Почему-то ни старшие по званию полицейские, ни психологи не предупреждали о том, что, натягивая маску преступника, Рикс настолько срастется с ней, что отдирать придется с мясом. Или предупреждали, а он не слушал, ослепленный жаждой приблизиться к Кассию Флавию и ударить по нему изнутри?..
— О чем ты так глубоко задумался? — Кассий окликает его, и Рикс вздрагивает, выныривая из своих размышлений.
— Сравниваю цифры, — Рикс вымученно улыбается, кивая на бумаги. — Как ты себя чувствуешь?
— Живым, — усмехается Кассий, — и способным по-прежнему сворачивать горы.
***
Масамунэ в очередной раз пересматривает документы, когда ему звонит Такао.
— Спустишься? Я рядом с участком, у меня кое-что есть.
Масамунэ выходит на улицу и щурится от яркого солнца. На парковке он замечает черный корвет и направляется к нему — раз Такао приехал сам, значит, дело срочное, и лишние свидетели им точно ни к чему; затонированные стекла машины Такао будут как нельзя кстати.
Когда Масамунэ садится в машину, Такао разворачивается к нему.
— Нынче не рождество, но я с подарками, — он усмехается и протягивает Масамунэ папку с документами, — разворачивай скорее, мой дорогой друг.
Масамунэ закатывает глаза, но все же открывает папку.

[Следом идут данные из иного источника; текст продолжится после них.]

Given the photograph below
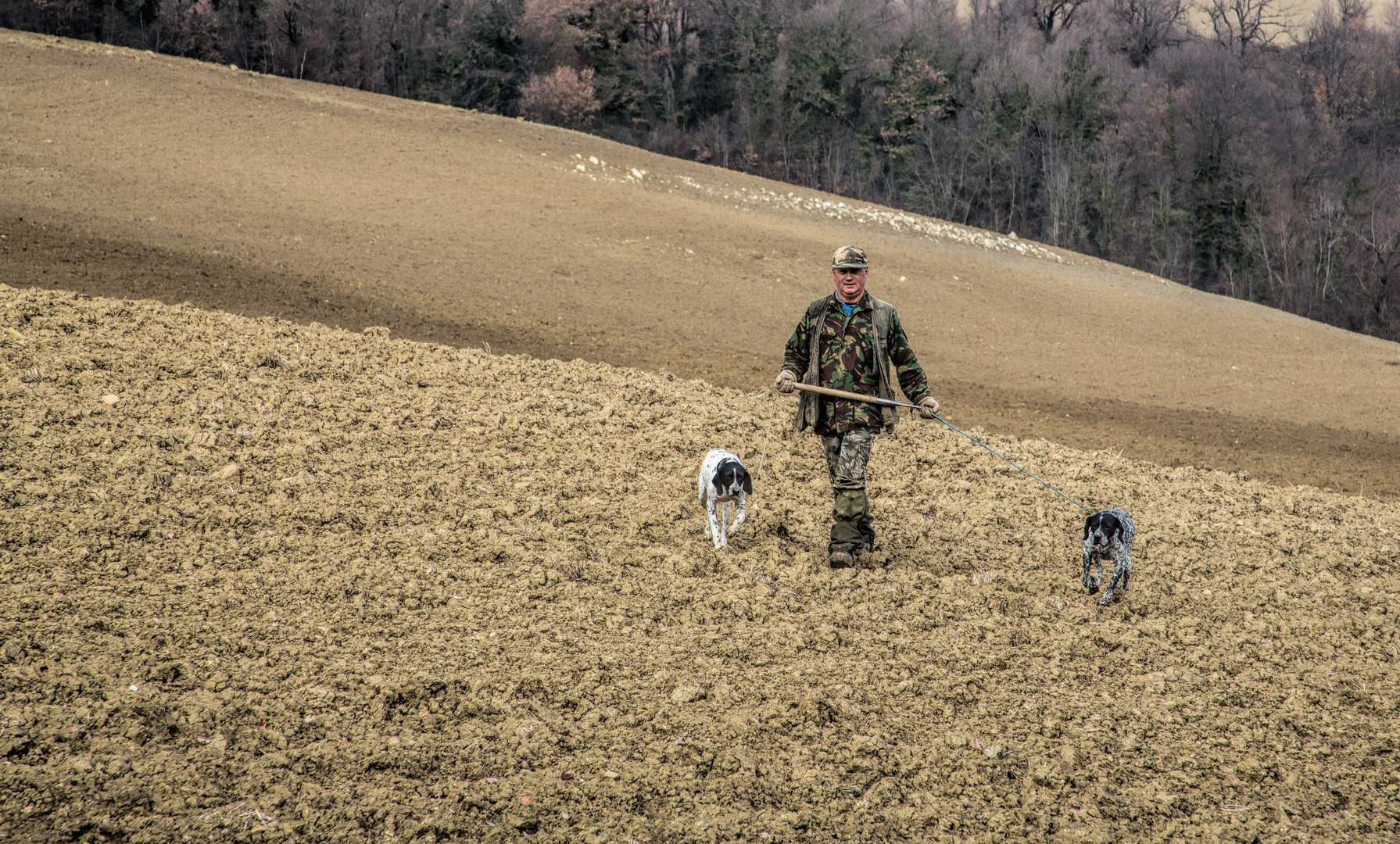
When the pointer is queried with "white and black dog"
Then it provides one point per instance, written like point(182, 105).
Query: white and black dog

С первых же строчек становится понятно — это именно то, что нужно.
— Это же…
— Неофициальная бухгалтерия “Мягкой лапки”, да, — в глазах Такао сквозит неприкрытое удовольствие, — через клуб, такой неприметный, такой специфический, макаронники отмывают миллионы.

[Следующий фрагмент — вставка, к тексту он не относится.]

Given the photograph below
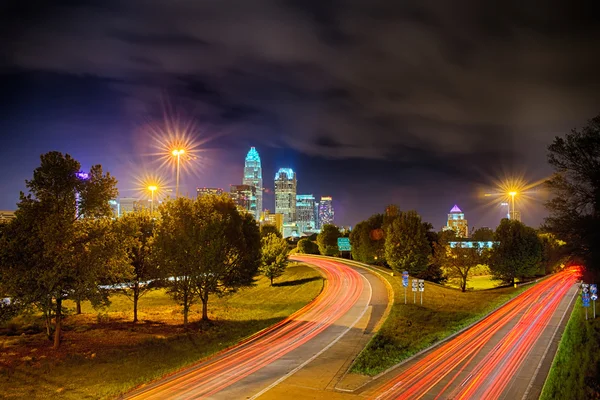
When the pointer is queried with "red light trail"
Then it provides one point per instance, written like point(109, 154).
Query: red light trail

— Где ты это взял? — Масамунэ листает страницу за страницей и раздумывает о том, кто из судей быстрее подпишет ордер на обыск.
— Одна лисичка на хвосте принесла, — смеется Такао, — Мэй Накамура решила нам помочь.
— Накамура Мэй, — автоматически поправляет его Масамунэ, — подожди, откуда ты знаешь ее фамилию?
— Ты правда считаешь, что я просто приму на веру информацию от стриптизерши, не пробив перед этим по ней все, что возможно? — Такао удивленно поднимает бровь. — разумеется, я выяснял.
— И как? — Масамунэ не узнавал о Мэй ничего.
— Ничего особенного, — Такао хмыкает, — родилась в Иллинойсе, переехала в Альбукерке, когда мать заболела. Мать умерла от рака, отец — обычный работяга, автомеханик, честный человек. Хотя в конце восьмидесятых он получал компенсацию за своего отца, такую же, какая была у твоего деда и у Чонгана.
— И что? — не понимает Масамунэ, — правительство США выплачивало деньги всем японцам, пострадавшим в сороковых.
— В конце восьмидесятых дед Мэй уже умер, — задумчиво тянет Такао, — но, судя по тому, что жили они довольно скромно, а Ичиро Накамура работал и продолжает работать на нескольких работах, та выплата пошла на лечение матери Мэй. Иронично, правда? Не на обучение любимой талантливой дочери, а на попытку продлить агонию жены.
— Почему тебе обязательно постоянно демонстрировать, какой ты мудак? — морщится Масамунэ, — есть множество случаев, когда рак побеждают или хотя бы выводят в ремиссию.
— Как бы то ни было, — Такао пропускает мимо ушей его замечание, — чуда не случилось. Мэй танцевала с самого детства, собирала все возможные и невозможные награды, но при поступлении ей это не помогло. Ее место занял другой представитель нацменьшинств. Когда я это узнал, то захотел познакомить ее с Чонганом — как минимум одна общая черта у них есть точно.